Nomi Network, a non-profit organization that trains survivors of sexual slavery to produce products that will sell in the global market, was named after an 8-year-old survivor of sex trafficking in Cambodia. Nomi was so mentally disabled after her treatment as a sex slave, that she will spend the rest of her life in a rehabilitation home.
After meeting Nomi, two young women, Allisa Moore and former business and economics student Diana Mao, founded the Nomi Network in 2007. Mao had met other young Cambodia girls vulnerable to sex trafficking. She also “saw a lot of people actually turn trash into products and that’s a way that they generated income,” she said.

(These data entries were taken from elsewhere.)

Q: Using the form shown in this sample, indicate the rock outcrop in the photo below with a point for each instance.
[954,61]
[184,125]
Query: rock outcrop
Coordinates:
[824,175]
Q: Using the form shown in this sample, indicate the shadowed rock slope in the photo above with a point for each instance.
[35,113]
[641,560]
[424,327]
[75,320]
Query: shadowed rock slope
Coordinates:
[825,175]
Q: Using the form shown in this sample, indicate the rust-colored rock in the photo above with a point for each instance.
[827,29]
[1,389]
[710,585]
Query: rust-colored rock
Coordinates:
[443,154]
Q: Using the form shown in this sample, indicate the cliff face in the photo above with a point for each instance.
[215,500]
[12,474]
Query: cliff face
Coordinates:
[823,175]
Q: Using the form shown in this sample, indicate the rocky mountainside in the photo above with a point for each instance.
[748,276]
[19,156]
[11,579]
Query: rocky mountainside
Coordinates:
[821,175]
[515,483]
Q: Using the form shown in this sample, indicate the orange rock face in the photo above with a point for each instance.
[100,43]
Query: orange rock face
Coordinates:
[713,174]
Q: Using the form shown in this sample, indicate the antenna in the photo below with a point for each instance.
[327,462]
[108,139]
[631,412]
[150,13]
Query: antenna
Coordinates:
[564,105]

Using this concept, she joined Moore in forming the Nomi Network to create jobs for survivors of sex slavery. The network trains them and sends designers to work with them to create high quality products that will sell in the mainstream market. Some of the products include bags, wallets, iPad sleeves, cosmetic bags and computer cases.
The network’s goal is twofold: to empower and fully rehabilitate survivors, and to
educate consumers to use their dollars to buy products that are socially conscious.
A slave is a person forced to work under threat of violence with no pay beyond subsistence. There are 27 million slaves today, working in the sex trade, on farms, in coal and diamond mines, and at other forms of forced labor. Modern day slavery is a $32 billion industry.